Samarco registra tremor de baixa magnitude em área de barragens

Abalo no Complexo de Germano ocorreu no dia 2 de novembro, às 15h02.
Pela 1ª vez após rompimento foi preciso adotar protocolo de segurança.


Do G1 MG

Um tremor de terra de baixa magnitude foi registrado na área das barragens da Samarco em Mariana, na Região Central de Minas Gerais, às 15h02 do dia 2 deste mês, de acordo com a mineradora – cujas donas são a Vale e a BHP. A empresa informou que não houve nenhum carreamento de rejeitos em função do tremor e que as estruturas estão estáveis.


Barragem Germano é monitorada após rompimento das barragens do Fundão e Santarém em Mariana, na Região Central de Minas. (Foto: Raquel Freitas/G1)
Barragens são monitoradas em Mariana, na Região Central de Minas (Foto: Raquel Freitas/G1)
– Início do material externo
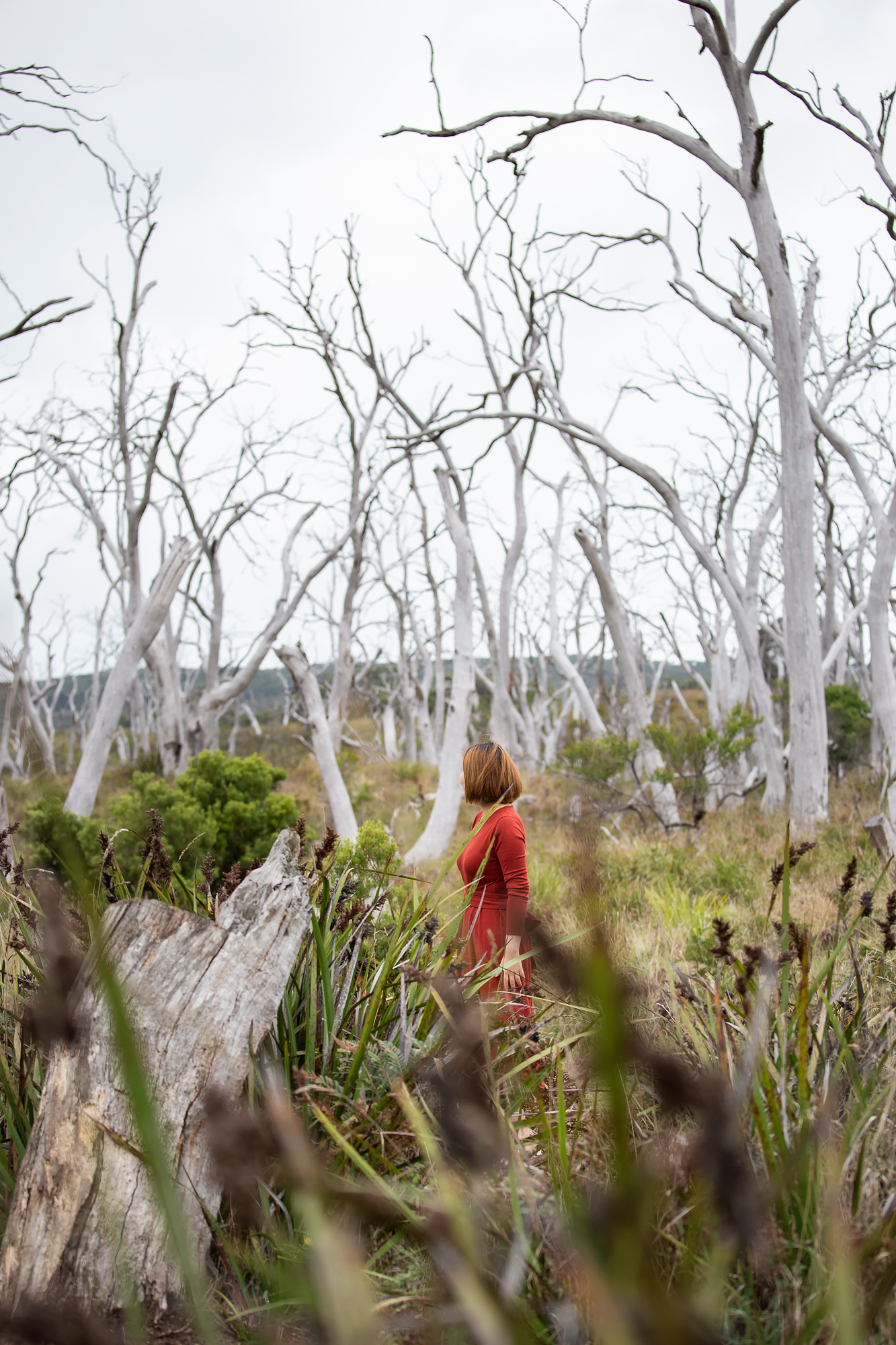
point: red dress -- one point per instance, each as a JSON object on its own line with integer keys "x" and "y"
{"x": 498, "y": 902}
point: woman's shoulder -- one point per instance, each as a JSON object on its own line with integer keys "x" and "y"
{"x": 510, "y": 821}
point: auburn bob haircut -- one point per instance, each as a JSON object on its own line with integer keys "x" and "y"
{"x": 490, "y": 777}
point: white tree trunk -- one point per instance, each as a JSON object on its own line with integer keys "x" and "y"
{"x": 38, "y": 732}
{"x": 877, "y": 618}
{"x": 637, "y": 707}
{"x": 83, "y": 796}
{"x": 85, "y": 1223}
{"x": 170, "y": 711}
{"x": 389, "y": 735}
{"x": 306, "y": 680}
{"x": 443, "y": 820}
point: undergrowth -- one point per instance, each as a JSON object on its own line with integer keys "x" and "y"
{"x": 697, "y": 1147}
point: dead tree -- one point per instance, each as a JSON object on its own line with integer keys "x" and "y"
{"x": 443, "y": 818}
{"x": 85, "y": 1223}
{"x": 747, "y": 180}
{"x": 306, "y": 680}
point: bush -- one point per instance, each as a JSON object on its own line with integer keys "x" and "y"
{"x": 848, "y": 727}
{"x": 61, "y": 843}
{"x": 368, "y": 859}
{"x": 220, "y": 805}
{"x": 697, "y": 758}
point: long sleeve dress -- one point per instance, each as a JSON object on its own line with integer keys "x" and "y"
{"x": 497, "y": 903}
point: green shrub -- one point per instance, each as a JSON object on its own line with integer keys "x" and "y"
{"x": 220, "y": 805}
{"x": 370, "y": 856}
{"x": 599, "y": 759}
{"x": 697, "y": 757}
{"x": 848, "y": 726}
{"x": 60, "y": 841}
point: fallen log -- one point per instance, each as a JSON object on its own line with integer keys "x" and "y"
{"x": 85, "y": 1225}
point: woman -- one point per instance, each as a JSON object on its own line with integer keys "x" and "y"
{"x": 494, "y": 923}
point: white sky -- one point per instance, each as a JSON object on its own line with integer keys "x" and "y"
{"x": 261, "y": 114}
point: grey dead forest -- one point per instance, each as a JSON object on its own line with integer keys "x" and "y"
{"x": 614, "y": 489}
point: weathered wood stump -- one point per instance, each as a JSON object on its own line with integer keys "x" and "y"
{"x": 85, "y": 1225}
{"x": 883, "y": 836}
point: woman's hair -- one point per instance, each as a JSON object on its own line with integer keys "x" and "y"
{"x": 490, "y": 777}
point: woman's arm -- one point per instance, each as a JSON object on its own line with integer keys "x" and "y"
{"x": 512, "y": 855}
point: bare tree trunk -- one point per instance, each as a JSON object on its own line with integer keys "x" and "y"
{"x": 170, "y": 712}
{"x": 877, "y": 617}
{"x": 561, "y": 660}
{"x": 83, "y": 796}
{"x": 443, "y": 820}
{"x": 807, "y": 716}
{"x": 343, "y": 665}
{"x": 389, "y": 739}
{"x": 37, "y": 728}
{"x": 306, "y": 680}
{"x": 637, "y": 709}
{"x": 9, "y": 709}
{"x": 85, "y": 1223}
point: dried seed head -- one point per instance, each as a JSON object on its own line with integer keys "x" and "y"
{"x": 798, "y": 938}
{"x": 302, "y": 832}
{"x": 231, "y": 882}
{"x": 888, "y": 923}
{"x": 6, "y": 849}
{"x": 724, "y": 934}
{"x": 41, "y": 1323}
{"x": 154, "y": 851}
{"x": 243, "y": 1148}
{"x": 326, "y": 848}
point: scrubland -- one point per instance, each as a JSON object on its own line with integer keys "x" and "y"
{"x": 698, "y": 1145}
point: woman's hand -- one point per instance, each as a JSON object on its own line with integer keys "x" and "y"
{"x": 512, "y": 978}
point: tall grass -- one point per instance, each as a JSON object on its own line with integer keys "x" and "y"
{"x": 702, "y": 1157}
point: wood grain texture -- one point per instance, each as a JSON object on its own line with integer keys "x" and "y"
{"x": 84, "y": 1222}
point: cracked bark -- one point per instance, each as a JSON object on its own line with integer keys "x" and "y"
{"x": 84, "y": 1222}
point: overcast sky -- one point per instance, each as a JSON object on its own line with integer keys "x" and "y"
{"x": 267, "y": 114}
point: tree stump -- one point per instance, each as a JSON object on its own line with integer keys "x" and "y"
{"x": 883, "y": 836}
{"x": 85, "y": 1223}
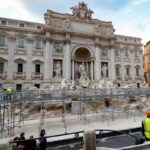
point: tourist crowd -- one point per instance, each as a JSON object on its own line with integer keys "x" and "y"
{"x": 21, "y": 143}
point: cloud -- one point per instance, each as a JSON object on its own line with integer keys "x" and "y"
{"x": 16, "y": 10}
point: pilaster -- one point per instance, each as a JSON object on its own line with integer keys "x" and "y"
{"x": 48, "y": 65}
{"x": 111, "y": 70}
{"x": 97, "y": 66}
{"x": 67, "y": 61}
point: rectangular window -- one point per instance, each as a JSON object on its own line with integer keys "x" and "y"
{"x": 116, "y": 53}
{"x": 21, "y": 25}
{"x": 37, "y": 68}
{"x": 18, "y": 87}
{"x": 1, "y": 68}
{"x": 126, "y": 53}
{"x": 117, "y": 71}
{"x": 21, "y": 43}
{"x": 2, "y": 40}
{"x": 38, "y": 44}
{"x": 128, "y": 71}
{"x": 137, "y": 71}
{"x": 37, "y": 85}
{"x": 3, "y": 23}
{"x": 20, "y": 68}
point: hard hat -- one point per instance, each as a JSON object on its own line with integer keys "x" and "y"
{"x": 148, "y": 113}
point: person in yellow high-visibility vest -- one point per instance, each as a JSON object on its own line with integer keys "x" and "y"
{"x": 9, "y": 92}
{"x": 146, "y": 126}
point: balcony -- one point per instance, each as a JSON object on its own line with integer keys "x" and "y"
{"x": 37, "y": 52}
{"x": 19, "y": 75}
{"x": 20, "y": 51}
{"x": 137, "y": 60}
{"x": 4, "y": 49}
{"x": 128, "y": 77}
{"x": 138, "y": 77}
{"x": 127, "y": 59}
{"x": 3, "y": 75}
{"x": 37, "y": 76}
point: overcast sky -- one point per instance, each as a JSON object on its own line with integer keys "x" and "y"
{"x": 129, "y": 17}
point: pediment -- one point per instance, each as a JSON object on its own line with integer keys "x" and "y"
{"x": 20, "y": 60}
{"x": 38, "y": 61}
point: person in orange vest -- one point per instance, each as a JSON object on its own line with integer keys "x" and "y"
{"x": 146, "y": 126}
{"x": 9, "y": 91}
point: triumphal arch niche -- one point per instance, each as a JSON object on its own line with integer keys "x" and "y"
{"x": 78, "y": 46}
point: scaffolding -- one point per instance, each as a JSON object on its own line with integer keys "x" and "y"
{"x": 104, "y": 103}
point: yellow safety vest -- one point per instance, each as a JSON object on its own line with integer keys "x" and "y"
{"x": 9, "y": 90}
{"x": 146, "y": 123}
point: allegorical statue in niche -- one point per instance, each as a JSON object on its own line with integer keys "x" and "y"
{"x": 58, "y": 48}
{"x": 57, "y": 70}
{"x": 83, "y": 80}
{"x": 104, "y": 70}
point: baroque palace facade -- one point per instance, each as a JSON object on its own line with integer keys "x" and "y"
{"x": 35, "y": 54}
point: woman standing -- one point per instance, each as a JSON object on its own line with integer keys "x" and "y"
{"x": 42, "y": 141}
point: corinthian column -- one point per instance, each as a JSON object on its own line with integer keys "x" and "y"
{"x": 111, "y": 70}
{"x": 48, "y": 58}
{"x": 97, "y": 67}
{"x": 67, "y": 63}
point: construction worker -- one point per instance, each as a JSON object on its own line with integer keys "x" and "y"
{"x": 9, "y": 92}
{"x": 146, "y": 126}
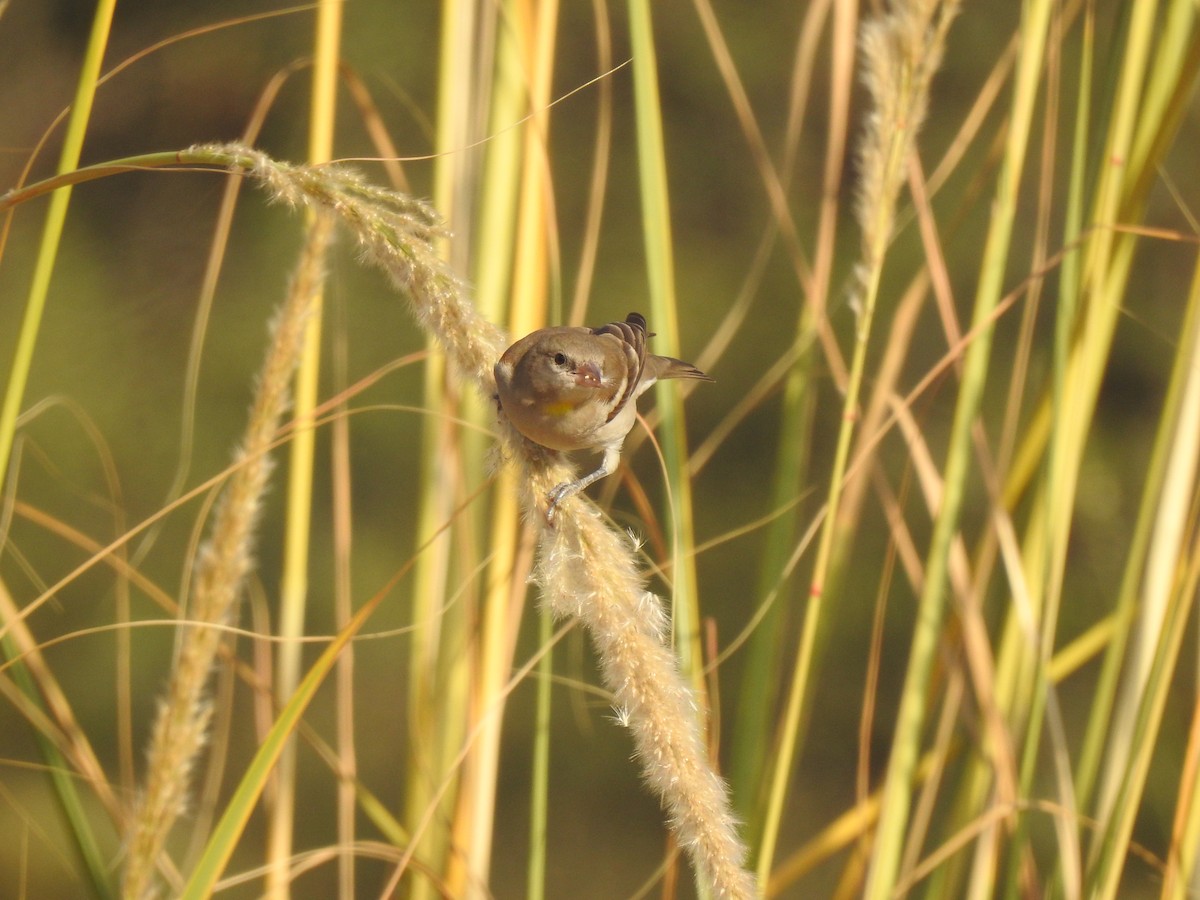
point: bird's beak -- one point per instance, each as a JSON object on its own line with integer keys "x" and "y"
{"x": 588, "y": 375}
O abalo foi registrado no acelerômetro – equipamento que detecta a movimentação do solo em regiões delimitadas – instalado na área das barragens do Complexo de Germano. A ocorrência foi informada pela Rádio Itatiaia e confirmada nesta sexta-feira (11) pela Samarco. A mineradora não informou a magnitude do tremor, registrado dias antes de a tragédia de Mariana completar um ano.

De acordo com o Observatório Sismológico da Universidade de Brasília, o abalo teve magnitude 2,7, que é considerada baixa e não provoca danos.

Em 5 de novembro de 2015, uma das barragens do complexo se rompeu, deixando 19 mortos. Na região, tremores já haviam sido registrados, mas investigações sobre o desastre não apontam os episódios como causa. Veja a cobertura de um ano do desastre de Mariana

A mineradora informou que, após o rompimento, este é o primeiro tremor registrado que levou à adoção do protoloco de segurança. Como parte do procedimento, na data, foram evacuadas as áreas internas próximas das barragens por cerca de 1h, tempo necessário para uma inspeção visual de todas as estruturas. Após esse período, os trabalhadores que estavam no local retomaram normalmente suas atividades.

A empresa informou que as estruturas são monitoradas 24 horas. Ainda segundo a Samarco, além do acelerômetro, o monitoramento é feito também por meio de radares, via satélite, piezômetros – equipamentos que indicam o nível de água na barragem – e inclinômetros.